Last time, I said something or other about the classification seeming rather nonsensical to me, since I don’t read any differently in the summer than I do in other seasons, and I doubt that most readers do. At any rate, here are some thoughts on what I’ve been reading since the weather got warm.
“Charles Jessold, Considered as a Murderer” by Wesley Stace is an astonishingly learned and lively novel set in the world of classical music. The narrator is a music critic! Jessold is a hugely talented English composer of the early 20th century whose life runs, or seems to run, parallel with that of the great Renaissance composer and murderer Carlo Gesualdo (note the similarity in names). Stace’s scholarship in this novel is very impressive (check out his acknowledgments at the end). It turns out that Stace is merely the pen name for musician John Wesley Harding. His novelistic style reminds me most of Julian Barnes. There are plenty of plot twists in this book.
Speaking of music critics, I also read (before the summer solstice, full disclosure) volume three of “Music in London,” which collects the weekly reviews of Bernard Shaw in the early 1890s. Holy crap this guy could write! One suspects that many of his judgments are off and that, indeed, he’s making up stuff, but it really doesn’t matter at this date. I’ve read plenty of Shaw’s music criticism before — including “The Perfect Wagnerite,” the best introduction to the “Ring” cycle that I know of — but selections do him no justice. To read his weekly columns in full, laid end to end in chronological order, is to be awestruck as well as laugh-out-loud entertained.
Mostly, though, I’ve been continuing my barrage into the novels of William Dean Howells. Very few people these days have ever heard of Howells, a contemporary and friend of Mark Twain and Henry James, and considered their equal back in the day. I love his particular brand of realism, mostly for my own reasons, I suppose, so I don’t necessarily recommend him to anyone and everyone. But he was a great, great American novelist. The place to start, if you are curious, is probably with his most famous book, “The Rise of Silas Lapham,” which is terrific, but Howells wrote prolifically and well. Since the Ojai Festival (where I nabbed an old paperback of two of his novellas in Bart’s Books), I have concentrated on his fiction from the 1890s (his maturity), including “An Imperative Duty,” “The Shadow of a Dream,” “The Quality of Mercy” and “The Story of a Play.” I was fascinated with every one. I also read his charming memoir of life in Ohio in the 1840s, “A Boy’s Town.”
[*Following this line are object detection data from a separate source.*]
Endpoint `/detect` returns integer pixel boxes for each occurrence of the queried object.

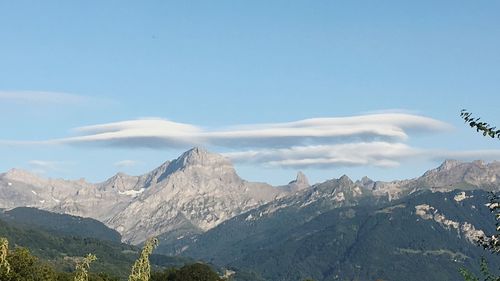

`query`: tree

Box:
[459,109,500,281]
[128,237,158,281]
[0,237,10,274]
[74,254,97,281]
[172,263,222,281]
[460,109,500,139]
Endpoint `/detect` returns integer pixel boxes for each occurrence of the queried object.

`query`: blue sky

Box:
[0,1,500,184]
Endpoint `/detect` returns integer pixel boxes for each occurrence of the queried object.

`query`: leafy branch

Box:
[460,109,500,139]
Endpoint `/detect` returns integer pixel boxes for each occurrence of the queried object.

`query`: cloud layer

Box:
[4,113,500,168]
[50,113,450,149]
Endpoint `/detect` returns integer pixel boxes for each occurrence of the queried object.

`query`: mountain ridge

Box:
[0,147,500,244]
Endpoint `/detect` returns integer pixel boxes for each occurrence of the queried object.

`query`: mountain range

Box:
[0,148,500,281]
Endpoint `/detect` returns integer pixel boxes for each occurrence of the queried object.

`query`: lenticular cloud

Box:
[4,113,458,168]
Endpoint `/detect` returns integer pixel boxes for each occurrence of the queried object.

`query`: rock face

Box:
[0,153,500,244]
[0,148,290,244]
[107,148,285,244]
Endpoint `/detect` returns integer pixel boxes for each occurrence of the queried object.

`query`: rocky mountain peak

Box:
[437,159,462,171]
[169,147,232,170]
[285,171,311,191]
[339,175,354,185]
[356,176,376,189]
[290,171,309,186]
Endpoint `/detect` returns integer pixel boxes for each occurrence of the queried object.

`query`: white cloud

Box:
[113,159,139,168]
[45,113,450,149]
[8,112,500,168]
[224,142,422,168]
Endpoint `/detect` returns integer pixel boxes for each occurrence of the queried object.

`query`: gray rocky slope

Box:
[0,148,500,244]
[0,148,296,244]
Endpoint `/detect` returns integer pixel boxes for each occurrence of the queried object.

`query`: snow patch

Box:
[453,191,474,202]
[333,192,345,202]
[118,188,146,197]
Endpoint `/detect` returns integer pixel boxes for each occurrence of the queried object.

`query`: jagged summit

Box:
[169,147,232,170]
[437,159,462,171]
[284,171,311,191]
[339,175,354,185]
[289,171,309,185]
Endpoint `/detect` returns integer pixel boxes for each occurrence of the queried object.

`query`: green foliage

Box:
[0,247,58,281]
[74,254,97,281]
[151,263,224,281]
[459,257,500,281]
[0,207,121,243]
[478,192,500,254]
[128,237,158,281]
[172,263,222,281]
[0,237,10,274]
[459,109,500,281]
[460,109,500,139]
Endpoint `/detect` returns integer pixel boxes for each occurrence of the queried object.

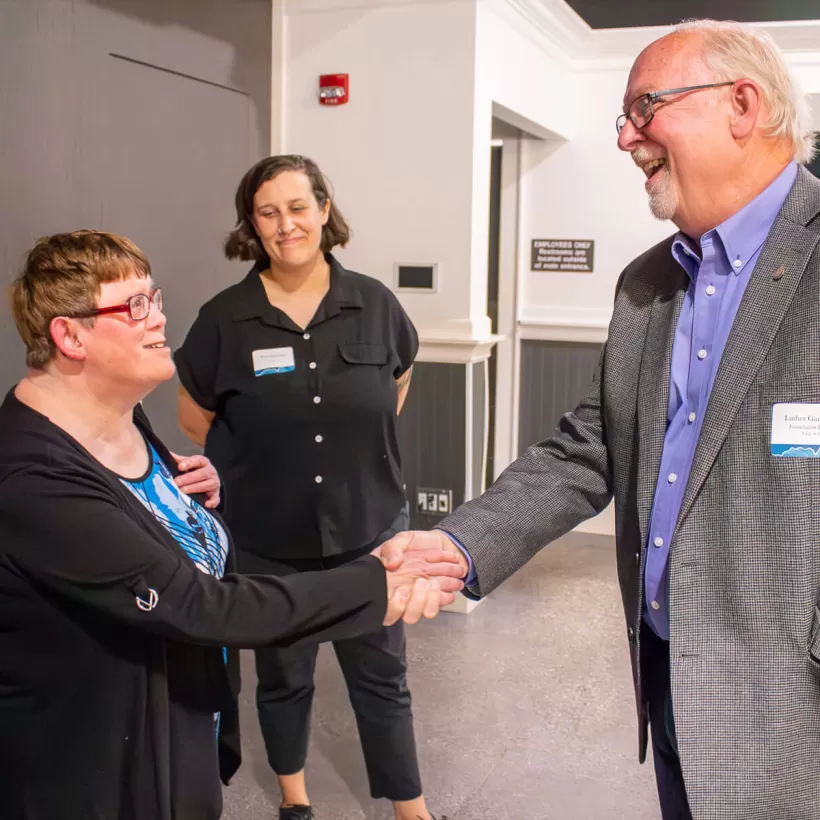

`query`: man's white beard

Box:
[649,165,678,222]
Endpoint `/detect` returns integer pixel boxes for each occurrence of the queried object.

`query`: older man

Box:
[384,17,820,820]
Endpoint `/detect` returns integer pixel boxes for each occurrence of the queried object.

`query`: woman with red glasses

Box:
[0,231,460,820]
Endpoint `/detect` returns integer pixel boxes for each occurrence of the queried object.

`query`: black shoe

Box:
[279,806,314,820]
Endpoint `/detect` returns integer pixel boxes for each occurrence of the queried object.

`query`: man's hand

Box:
[372,545,464,626]
[377,530,470,578]
[171,453,220,510]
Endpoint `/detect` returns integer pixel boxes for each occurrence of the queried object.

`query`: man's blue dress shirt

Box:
[448,162,797,640]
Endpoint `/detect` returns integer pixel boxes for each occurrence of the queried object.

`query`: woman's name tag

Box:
[253,347,296,376]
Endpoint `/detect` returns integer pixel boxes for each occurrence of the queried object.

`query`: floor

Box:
[219,534,660,820]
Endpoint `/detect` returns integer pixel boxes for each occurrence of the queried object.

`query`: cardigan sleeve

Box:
[0,466,387,648]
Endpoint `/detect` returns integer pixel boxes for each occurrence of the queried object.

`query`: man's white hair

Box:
[675,20,817,163]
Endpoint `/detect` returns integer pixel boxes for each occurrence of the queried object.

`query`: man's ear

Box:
[48,316,87,362]
[729,79,763,140]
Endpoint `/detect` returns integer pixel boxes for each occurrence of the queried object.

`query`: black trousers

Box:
[641,623,692,820]
[232,514,422,800]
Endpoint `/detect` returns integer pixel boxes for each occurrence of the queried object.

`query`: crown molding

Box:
[496,0,820,71]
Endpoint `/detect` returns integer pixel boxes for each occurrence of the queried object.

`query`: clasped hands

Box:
[372,530,469,626]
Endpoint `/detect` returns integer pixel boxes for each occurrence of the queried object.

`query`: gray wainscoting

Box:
[398,362,464,529]
[518,339,601,454]
[469,362,487,497]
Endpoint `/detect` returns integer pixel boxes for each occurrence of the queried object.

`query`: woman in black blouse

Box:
[176,156,438,820]
[0,231,458,820]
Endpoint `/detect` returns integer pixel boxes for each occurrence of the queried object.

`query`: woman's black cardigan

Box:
[0,392,386,820]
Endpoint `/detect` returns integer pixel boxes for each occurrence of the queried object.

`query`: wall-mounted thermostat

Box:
[396,262,438,293]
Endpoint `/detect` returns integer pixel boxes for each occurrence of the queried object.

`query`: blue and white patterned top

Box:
[120,444,228,734]
[121,438,228,578]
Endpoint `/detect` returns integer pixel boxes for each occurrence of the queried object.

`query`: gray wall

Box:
[518,339,601,455]
[0,0,271,450]
[398,362,469,529]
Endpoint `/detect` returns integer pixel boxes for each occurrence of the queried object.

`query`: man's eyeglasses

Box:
[68,288,162,322]
[615,80,736,134]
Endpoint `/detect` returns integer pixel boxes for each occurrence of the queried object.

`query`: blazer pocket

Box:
[760,373,820,406]
[809,606,820,673]
[339,342,388,366]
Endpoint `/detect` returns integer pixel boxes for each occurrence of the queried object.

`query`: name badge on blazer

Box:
[253,347,296,376]
[771,403,820,458]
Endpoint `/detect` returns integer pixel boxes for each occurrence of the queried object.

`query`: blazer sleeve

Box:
[0,467,387,647]
[437,347,612,597]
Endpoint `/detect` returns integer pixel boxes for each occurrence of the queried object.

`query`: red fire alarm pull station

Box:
[319,74,350,105]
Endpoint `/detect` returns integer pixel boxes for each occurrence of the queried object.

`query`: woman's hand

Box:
[372,549,464,626]
[171,453,221,510]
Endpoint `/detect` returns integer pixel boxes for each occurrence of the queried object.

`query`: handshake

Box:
[371,530,469,626]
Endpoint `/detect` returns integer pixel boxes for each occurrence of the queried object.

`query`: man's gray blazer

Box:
[440,168,820,820]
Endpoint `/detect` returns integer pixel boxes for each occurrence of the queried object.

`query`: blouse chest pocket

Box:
[339,342,388,367]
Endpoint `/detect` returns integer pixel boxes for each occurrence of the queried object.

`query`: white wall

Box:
[471,0,577,336]
[519,48,820,328]
[284,0,475,335]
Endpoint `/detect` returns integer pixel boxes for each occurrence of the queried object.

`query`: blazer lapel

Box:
[678,211,820,525]
[638,262,689,544]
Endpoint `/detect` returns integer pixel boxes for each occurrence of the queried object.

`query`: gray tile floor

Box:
[224,534,660,820]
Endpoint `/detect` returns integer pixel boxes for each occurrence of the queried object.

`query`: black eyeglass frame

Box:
[615,80,737,135]
[66,288,162,322]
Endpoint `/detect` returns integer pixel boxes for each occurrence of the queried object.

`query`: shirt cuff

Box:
[437,527,478,587]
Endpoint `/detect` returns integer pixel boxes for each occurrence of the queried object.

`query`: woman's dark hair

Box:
[225,154,350,262]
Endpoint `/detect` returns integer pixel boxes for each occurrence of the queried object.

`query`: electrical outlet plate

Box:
[416,487,453,515]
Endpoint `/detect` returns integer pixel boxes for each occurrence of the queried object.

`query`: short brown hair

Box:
[9,231,151,370]
[225,154,350,263]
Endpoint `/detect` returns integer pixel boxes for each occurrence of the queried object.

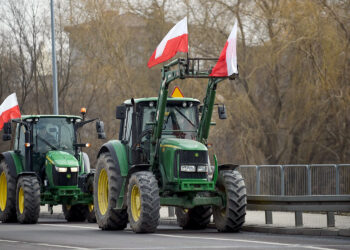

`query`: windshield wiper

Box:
[175,106,196,128]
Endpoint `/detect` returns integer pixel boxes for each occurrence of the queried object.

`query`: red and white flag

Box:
[147,17,188,68]
[0,93,21,130]
[209,22,238,77]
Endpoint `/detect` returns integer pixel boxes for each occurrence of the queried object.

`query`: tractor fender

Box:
[17,172,40,180]
[81,152,90,173]
[97,140,129,177]
[219,163,239,172]
[0,152,23,178]
[97,140,129,209]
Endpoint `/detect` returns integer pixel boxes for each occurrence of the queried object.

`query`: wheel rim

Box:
[88,204,94,213]
[0,172,7,211]
[97,169,108,215]
[131,185,141,221]
[18,187,24,214]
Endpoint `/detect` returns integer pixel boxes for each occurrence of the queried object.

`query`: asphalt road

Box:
[0,219,350,250]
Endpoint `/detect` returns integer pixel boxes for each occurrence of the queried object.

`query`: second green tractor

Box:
[93,58,246,233]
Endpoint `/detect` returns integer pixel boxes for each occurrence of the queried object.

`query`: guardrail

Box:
[239,164,350,227]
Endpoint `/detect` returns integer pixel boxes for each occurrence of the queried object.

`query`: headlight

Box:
[55,167,67,173]
[197,165,208,172]
[70,167,78,173]
[181,165,196,172]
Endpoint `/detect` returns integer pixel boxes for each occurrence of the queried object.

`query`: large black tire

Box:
[16,175,40,224]
[62,204,89,222]
[128,171,160,233]
[0,159,17,223]
[175,206,212,229]
[94,153,128,230]
[86,175,96,223]
[213,170,247,232]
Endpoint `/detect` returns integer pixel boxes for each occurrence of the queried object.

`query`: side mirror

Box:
[198,105,203,113]
[96,121,106,139]
[2,122,12,141]
[218,104,227,120]
[116,105,126,120]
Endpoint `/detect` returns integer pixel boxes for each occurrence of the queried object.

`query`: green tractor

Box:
[0,109,105,224]
[94,58,246,233]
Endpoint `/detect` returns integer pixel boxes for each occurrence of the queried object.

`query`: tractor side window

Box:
[15,125,26,156]
[123,107,132,143]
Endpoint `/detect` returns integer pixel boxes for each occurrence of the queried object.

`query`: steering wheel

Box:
[37,135,57,150]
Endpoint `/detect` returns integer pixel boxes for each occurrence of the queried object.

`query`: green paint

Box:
[108,140,129,177]
[46,151,79,168]
[10,151,23,174]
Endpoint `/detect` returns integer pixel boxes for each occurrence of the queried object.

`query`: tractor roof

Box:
[124,97,200,105]
[21,115,81,119]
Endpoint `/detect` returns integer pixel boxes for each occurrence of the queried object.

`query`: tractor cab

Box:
[14,116,80,175]
[0,114,105,223]
[117,97,200,164]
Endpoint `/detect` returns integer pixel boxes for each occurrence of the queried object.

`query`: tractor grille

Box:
[174,150,208,179]
[52,167,78,186]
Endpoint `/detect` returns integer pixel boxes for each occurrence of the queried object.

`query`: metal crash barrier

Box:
[238,164,350,227]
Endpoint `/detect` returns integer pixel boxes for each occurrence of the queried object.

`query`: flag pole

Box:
[50,0,58,115]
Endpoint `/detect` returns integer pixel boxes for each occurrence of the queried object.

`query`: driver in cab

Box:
[37,124,57,153]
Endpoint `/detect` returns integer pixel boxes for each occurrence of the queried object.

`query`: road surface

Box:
[0,219,350,250]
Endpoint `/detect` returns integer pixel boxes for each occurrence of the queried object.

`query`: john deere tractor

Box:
[0,111,105,223]
[94,58,246,233]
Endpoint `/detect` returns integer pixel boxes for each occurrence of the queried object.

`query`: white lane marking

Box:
[0,239,89,250]
[0,239,19,243]
[14,223,335,250]
[40,223,99,230]
[153,234,334,250]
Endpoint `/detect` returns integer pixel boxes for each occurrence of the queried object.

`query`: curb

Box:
[40,212,350,237]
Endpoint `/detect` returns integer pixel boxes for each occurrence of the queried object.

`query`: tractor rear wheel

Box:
[86,175,96,223]
[175,206,212,229]
[213,170,247,232]
[94,153,128,230]
[128,171,160,233]
[0,160,17,223]
[16,176,40,224]
[62,204,89,222]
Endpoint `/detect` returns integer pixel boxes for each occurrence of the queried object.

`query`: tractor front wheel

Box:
[94,153,128,230]
[16,176,40,224]
[0,160,17,223]
[128,171,160,233]
[213,170,247,232]
[175,206,212,229]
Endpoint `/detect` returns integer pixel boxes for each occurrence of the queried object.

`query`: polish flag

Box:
[147,17,188,68]
[0,93,21,130]
[209,22,238,77]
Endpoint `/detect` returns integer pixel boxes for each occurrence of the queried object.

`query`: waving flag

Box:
[210,22,238,77]
[147,17,188,68]
[0,93,21,130]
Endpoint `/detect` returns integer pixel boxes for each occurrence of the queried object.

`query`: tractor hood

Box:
[46,151,79,167]
[160,138,207,151]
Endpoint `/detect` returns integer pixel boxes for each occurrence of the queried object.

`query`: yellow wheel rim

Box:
[18,187,24,214]
[0,172,7,211]
[88,204,94,213]
[131,185,141,221]
[97,169,108,215]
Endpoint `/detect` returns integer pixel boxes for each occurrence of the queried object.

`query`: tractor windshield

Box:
[142,102,198,140]
[34,117,75,154]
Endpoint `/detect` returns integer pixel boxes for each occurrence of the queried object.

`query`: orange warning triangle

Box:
[171,86,184,98]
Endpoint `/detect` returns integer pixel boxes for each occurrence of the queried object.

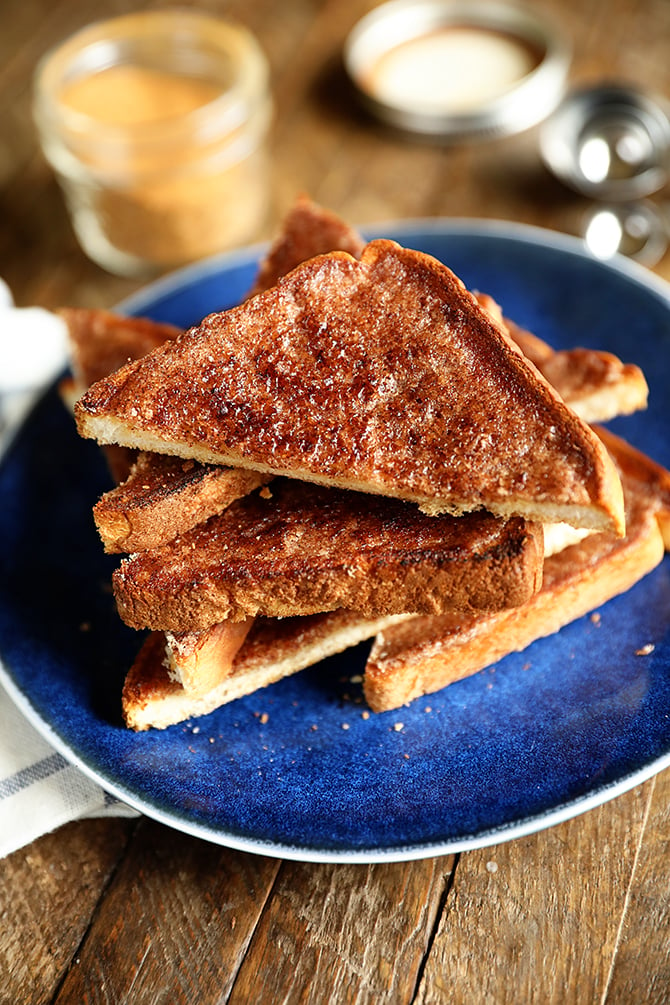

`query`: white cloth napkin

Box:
[0,685,139,857]
[0,279,139,856]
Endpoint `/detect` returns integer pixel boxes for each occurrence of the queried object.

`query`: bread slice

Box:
[123,441,670,730]
[93,451,271,553]
[161,618,253,694]
[249,189,366,296]
[364,454,667,712]
[476,293,649,423]
[58,308,182,392]
[122,611,405,730]
[75,240,624,533]
[113,479,542,631]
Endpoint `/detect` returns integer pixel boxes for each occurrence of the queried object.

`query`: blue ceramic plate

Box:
[0,221,670,862]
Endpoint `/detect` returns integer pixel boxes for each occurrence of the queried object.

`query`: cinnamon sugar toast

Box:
[93,451,271,553]
[60,308,269,552]
[476,293,649,423]
[75,240,625,534]
[123,438,670,730]
[364,439,670,712]
[249,189,366,296]
[113,479,542,631]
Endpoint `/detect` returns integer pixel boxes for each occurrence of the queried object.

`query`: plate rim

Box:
[0,217,670,864]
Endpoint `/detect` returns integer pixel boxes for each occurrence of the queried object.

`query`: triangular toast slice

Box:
[123,440,670,730]
[75,240,625,533]
[364,438,670,712]
[476,293,649,423]
[249,189,366,296]
[60,308,270,552]
[113,479,543,631]
[93,451,271,553]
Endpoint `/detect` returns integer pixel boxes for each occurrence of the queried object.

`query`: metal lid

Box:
[344,0,570,138]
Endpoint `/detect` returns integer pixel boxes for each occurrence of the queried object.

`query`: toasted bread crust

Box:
[249,195,366,296]
[75,241,624,533]
[364,470,664,712]
[122,611,405,730]
[114,479,542,631]
[93,453,270,553]
[58,308,182,391]
[163,618,253,694]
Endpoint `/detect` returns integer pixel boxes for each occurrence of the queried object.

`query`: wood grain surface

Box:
[0,0,670,1005]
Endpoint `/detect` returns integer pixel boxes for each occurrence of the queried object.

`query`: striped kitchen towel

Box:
[0,684,139,856]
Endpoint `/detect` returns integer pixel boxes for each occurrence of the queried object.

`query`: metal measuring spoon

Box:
[584,202,668,266]
[539,84,670,201]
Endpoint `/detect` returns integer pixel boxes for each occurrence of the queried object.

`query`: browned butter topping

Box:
[79,240,622,534]
[114,479,542,631]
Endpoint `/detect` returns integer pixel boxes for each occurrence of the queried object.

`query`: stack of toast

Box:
[63,197,670,729]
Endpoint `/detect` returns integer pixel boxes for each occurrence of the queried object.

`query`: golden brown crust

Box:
[164,618,253,693]
[249,195,365,296]
[114,479,542,631]
[122,611,405,730]
[58,308,182,390]
[76,241,623,532]
[93,453,270,553]
[364,466,664,712]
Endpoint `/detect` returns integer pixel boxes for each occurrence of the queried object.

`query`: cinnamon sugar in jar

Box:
[34,11,271,275]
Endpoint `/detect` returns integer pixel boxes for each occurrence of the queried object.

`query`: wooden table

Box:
[0,0,670,1005]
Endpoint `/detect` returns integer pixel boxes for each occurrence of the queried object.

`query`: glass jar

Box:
[34,11,271,275]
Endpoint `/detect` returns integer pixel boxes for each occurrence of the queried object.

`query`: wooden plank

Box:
[229,856,453,1005]
[417,783,652,1005]
[603,769,670,1005]
[54,820,279,1005]
[0,820,136,1005]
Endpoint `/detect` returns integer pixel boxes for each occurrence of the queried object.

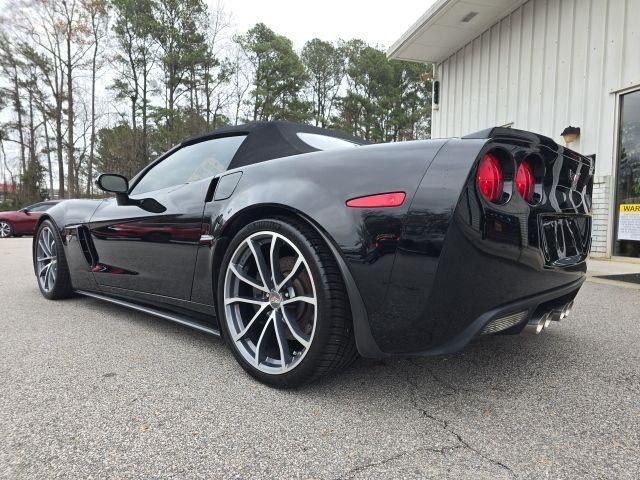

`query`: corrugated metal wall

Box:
[432,0,640,176]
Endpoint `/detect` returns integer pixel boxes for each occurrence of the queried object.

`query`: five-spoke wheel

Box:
[218,218,356,387]
[33,219,73,300]
[0,220,13,238]
[224,231,318,374]
[36,227,58,292]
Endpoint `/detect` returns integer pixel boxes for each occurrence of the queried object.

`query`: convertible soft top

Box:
[176,121,368,169]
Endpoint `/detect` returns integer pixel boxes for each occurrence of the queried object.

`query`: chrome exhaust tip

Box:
[562,300,573,318]
[524,313,551,335]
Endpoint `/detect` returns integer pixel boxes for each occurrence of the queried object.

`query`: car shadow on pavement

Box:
[78,298,575,400]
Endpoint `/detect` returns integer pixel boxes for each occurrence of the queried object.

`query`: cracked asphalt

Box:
[0,238,640,479]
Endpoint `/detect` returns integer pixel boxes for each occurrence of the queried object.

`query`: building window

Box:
[614,90,640,258]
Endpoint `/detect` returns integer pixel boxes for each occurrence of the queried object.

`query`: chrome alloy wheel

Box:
[224,231,318,374]
[0,221,11,238]
[36,227,58,293]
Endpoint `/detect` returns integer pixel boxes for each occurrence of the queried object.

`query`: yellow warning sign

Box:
[618,203,640,241]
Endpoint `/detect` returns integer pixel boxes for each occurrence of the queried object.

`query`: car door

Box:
[89,135,245,300]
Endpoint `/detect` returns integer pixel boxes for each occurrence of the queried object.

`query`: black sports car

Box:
[33,122,594,386]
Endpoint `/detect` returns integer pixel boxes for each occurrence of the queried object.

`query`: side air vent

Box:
[481,310,529,335]
[77,227,98,268]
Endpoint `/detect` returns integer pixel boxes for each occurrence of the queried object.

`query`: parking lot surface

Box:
[0,238,640,479]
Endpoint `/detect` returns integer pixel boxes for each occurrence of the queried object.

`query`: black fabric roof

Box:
[181,121,368,169]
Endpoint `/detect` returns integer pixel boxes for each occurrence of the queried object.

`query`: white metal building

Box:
[389,0,640,258]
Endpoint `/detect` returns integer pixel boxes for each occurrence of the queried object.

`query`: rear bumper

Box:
[408,277,586,356]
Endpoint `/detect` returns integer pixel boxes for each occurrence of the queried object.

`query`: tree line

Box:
[0,0,431,206]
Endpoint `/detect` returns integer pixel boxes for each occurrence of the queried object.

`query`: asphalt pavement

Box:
[0,238,640,479]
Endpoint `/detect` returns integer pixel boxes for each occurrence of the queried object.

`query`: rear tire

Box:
[0,220,13,238]
[217,218,357,388]
[33,220,73,300]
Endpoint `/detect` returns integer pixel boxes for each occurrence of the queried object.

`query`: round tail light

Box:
[516,160,536,203]
[478,153,504,202]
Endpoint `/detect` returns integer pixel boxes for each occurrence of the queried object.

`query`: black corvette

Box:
[33,122,594,386]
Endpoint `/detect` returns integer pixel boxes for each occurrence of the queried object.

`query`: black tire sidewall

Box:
[216,218,332,387]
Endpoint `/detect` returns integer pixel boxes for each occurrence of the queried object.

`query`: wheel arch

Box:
[212,203,385,358]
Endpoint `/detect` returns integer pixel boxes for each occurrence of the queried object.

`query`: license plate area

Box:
[540,215,591,267]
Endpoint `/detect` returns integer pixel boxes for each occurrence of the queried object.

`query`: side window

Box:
[298,132,358,150]
[27,203,49,212]
[131,135,247,195]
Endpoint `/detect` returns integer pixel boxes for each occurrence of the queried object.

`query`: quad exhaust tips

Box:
[525,301,573,335]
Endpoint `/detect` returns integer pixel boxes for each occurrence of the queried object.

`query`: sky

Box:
[215,0,435,50]
[0,0,436,186]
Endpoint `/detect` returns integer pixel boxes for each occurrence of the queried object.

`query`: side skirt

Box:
[76,290,221,337]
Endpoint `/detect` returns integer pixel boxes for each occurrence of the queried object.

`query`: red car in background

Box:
[0,200,60,238]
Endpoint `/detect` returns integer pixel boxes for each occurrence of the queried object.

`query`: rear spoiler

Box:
[462,127,595,169]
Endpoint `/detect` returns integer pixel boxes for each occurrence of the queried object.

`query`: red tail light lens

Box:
[478,153,504,202]
[516,161,536,203]
[347,192,405,208]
Part of the fun with Howells, by the way, is finding his stuff. It isn’t easy, but it can be done. (I’ve even found and bought some first editions of his online for cheap.) It adds to the sense of discovery I feel reading his work.
“…and that, indeed, he’s making up stuff,”
Interesting remark. Hopefully nothing too substantive??
It’s hard to tell, but I would say not. His reviews are very colorful, and he has his opinions and hobby horses, so that it sometimes seems as if he’s hearing what his mind wants him to hear, rather than what he actually is hearing. At any rate, Shaw was a mischief maker, par excellence. Great fun to read. (And thanks for giving me the books!)